Eh bien, l'art c'est comme les ombres. C'est une réalité d'un peuple, d'une nation ou d'une race, et c'est particulier. L'art de l'Inde n'est pas l'art de la Chine, mais cela ne lui ressemble pas plus que les ombres ne ressemblent aux personnages qui passent à travers la caverne. Autrement dit, cela ne ressemble jamais. Cela n'est pas pareil.

Mais je ne crois pas non plus qu'il y ait un autre domaine de compréhension totale d'un pays… Le domaine de compréhension le plus grand serait – aurait été – la religion, pas forcément maintenant mais dans les grandes époques religieuses. Oui, on peut dire qu'au douzième siècle en France, chez vous sous les «Gouptas», la notion religieuse est une des plus fortes sur la chrétienté ou sur l'Inde; mais pas actuellement.

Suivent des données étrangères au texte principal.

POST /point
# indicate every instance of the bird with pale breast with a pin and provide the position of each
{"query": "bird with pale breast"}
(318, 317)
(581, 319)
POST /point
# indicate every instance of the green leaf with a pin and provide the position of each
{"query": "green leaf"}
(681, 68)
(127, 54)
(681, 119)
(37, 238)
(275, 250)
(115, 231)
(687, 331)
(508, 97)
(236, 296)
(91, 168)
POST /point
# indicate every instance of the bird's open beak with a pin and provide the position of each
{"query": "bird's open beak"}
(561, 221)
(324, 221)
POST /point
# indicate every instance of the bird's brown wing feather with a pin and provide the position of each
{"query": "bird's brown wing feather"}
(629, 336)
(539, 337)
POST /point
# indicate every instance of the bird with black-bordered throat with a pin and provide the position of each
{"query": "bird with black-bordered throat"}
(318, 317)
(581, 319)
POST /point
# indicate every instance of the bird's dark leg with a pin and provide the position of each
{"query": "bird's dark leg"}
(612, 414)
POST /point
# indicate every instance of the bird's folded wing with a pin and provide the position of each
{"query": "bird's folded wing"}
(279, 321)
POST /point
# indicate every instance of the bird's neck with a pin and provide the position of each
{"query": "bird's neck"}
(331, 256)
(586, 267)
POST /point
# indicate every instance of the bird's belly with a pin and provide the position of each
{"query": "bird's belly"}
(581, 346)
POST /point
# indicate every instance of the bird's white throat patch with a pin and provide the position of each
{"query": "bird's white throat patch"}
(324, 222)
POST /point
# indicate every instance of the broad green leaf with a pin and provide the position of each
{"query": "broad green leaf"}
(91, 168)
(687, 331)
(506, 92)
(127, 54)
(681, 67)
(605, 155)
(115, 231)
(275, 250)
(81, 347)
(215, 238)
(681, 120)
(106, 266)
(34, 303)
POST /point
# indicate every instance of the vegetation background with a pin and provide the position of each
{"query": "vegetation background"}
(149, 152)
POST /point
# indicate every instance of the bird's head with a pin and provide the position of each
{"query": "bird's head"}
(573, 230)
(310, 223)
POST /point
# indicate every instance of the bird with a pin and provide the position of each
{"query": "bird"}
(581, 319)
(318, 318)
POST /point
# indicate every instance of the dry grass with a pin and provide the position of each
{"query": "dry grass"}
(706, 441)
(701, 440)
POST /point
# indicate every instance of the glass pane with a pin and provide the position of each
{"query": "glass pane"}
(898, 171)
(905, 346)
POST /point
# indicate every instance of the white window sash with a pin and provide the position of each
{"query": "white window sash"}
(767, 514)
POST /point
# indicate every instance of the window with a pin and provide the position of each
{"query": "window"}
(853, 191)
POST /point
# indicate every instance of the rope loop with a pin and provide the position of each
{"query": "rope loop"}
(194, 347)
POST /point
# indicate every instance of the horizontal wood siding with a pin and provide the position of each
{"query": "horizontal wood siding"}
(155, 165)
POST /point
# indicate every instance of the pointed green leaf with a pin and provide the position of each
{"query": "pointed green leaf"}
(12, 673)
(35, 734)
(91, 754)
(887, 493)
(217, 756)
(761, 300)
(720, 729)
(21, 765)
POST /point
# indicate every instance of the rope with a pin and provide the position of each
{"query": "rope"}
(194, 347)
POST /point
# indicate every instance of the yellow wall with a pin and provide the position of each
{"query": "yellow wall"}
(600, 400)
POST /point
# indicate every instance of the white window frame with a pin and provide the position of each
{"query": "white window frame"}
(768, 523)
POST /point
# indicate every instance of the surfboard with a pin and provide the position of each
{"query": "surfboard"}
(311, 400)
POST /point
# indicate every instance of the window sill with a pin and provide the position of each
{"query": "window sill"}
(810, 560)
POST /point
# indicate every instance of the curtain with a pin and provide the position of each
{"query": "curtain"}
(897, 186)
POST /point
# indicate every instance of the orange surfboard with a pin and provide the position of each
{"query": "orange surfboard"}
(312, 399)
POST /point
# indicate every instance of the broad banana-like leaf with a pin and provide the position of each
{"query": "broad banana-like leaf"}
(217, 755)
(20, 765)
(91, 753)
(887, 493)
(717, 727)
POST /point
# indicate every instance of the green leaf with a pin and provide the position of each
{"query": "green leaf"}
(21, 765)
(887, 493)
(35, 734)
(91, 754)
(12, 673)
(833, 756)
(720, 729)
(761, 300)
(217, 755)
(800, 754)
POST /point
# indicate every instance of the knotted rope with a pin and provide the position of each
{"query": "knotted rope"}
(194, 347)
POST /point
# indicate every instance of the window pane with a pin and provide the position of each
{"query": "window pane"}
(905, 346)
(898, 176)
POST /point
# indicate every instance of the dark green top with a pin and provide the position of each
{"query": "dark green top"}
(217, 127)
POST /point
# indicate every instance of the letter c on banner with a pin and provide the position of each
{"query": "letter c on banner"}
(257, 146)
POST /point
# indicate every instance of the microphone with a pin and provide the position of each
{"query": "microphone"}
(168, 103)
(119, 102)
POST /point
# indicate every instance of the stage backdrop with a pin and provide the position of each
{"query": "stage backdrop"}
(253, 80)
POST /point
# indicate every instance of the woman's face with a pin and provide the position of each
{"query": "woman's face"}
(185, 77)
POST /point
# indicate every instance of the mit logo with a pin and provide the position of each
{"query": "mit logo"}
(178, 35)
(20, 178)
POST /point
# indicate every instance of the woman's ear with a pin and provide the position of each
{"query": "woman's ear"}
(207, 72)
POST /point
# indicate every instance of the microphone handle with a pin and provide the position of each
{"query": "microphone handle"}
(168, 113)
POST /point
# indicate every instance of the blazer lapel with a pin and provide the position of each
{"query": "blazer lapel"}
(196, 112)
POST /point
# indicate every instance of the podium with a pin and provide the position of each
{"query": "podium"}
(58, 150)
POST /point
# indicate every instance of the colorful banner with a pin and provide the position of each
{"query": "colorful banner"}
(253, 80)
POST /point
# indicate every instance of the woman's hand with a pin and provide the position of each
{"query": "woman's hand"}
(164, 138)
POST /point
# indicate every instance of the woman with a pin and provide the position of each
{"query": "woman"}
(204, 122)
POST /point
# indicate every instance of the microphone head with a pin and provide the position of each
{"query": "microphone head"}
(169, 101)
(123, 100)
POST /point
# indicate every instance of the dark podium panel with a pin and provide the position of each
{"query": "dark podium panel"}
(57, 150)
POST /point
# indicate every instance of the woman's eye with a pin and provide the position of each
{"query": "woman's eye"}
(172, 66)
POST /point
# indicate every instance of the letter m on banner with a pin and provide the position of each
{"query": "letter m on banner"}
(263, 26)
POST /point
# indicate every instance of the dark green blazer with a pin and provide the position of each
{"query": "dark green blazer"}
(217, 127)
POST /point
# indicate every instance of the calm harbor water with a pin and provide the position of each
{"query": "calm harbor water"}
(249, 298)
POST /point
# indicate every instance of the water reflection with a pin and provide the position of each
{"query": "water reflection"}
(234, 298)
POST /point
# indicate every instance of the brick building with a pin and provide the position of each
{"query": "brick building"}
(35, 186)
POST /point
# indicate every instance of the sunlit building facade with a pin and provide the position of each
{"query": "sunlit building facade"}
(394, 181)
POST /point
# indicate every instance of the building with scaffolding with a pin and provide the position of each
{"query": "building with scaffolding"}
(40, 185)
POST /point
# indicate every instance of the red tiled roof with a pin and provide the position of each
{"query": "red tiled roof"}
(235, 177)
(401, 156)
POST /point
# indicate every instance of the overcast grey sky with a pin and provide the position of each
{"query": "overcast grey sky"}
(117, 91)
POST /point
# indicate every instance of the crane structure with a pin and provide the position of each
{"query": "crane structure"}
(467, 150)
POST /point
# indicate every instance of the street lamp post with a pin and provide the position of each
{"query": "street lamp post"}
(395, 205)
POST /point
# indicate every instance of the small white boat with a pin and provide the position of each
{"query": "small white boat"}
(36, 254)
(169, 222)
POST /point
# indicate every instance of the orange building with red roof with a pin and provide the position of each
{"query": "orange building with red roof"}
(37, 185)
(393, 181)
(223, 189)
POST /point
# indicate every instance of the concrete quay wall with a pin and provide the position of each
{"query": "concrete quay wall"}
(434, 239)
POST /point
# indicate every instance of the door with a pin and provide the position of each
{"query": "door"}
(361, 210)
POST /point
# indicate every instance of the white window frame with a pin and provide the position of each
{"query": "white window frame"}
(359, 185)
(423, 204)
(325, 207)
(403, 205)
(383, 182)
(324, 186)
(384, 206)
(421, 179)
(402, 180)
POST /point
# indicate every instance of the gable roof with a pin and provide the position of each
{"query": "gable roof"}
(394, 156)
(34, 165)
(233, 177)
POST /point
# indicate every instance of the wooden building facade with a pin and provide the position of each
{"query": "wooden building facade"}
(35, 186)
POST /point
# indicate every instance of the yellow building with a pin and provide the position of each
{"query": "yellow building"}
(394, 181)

Sishupal — Croyez-vous que les anciennes valeurs survivront dans l'Inde moderne ?

Malraux — Vous êtes tout de même le seul pays qui ait fait une révolution pour des raisons morales. Il n'y a qu'un seul Gandhi. Je ne ferai pas de prophétie. Mais je suis assez optimiste. Parce que j'ai vu l'Inde au temps des Anglais; j'ai vu l'Inde au début de l'Indépendance; j'ai revu l'Inde l'année dernière. Les progrès sont immenses. Bien sûr, tout n'ira pas en même temps. Bien sûr, tout est difficile. J'ai connu la Russie assez tôt après la Révolution. C'était assez terrible. Mais la force est venue. Je crois que l'Inde est en train de devenir l'Inde. Mais peut-être faudra-t-il un assez long temps. Alors en ce qui me concerne, je ne peux pas dire de prophétie. Mais je peux dire ceci : Ou bien l'Inde devient un pays de type européen – c'est possible que le monde tout entier devienne à peu près européen. Dans ce cas-là, on ne peut rien prévoir, car cela dépend des conditions historiques, des guerres, de la condition sociale, etc. – Ou, ce qui est tout à fait possible aussi : l'Inde se modernise mais conserve ses données profondément spécifiques, disons l'obsession métaphysique, l'obsession morale, etc. Alors, dans ce cas-là, la prophétie est facile. Ce sera un des plus grands pays du monde, et c'est même peut-être le seul pays qui ait réellement vécu sur des valeurs spirituelles. Alors je parle, bien entendu, avec toutes les réserves qu'on voudra. Mais je n'ai pas envie de faire une Inde de paravents ou d'éventails (que j'aime bien – il y en a aussi beaucoup dans d'autres pays, je sais bien) – tout ce qui est le passif.

Mais c'est tout de même, avec tout cela, un pays qui a une sorte de charge sur l'esprit. Il y a une responsabilité de l'Inde dans le destin du monde.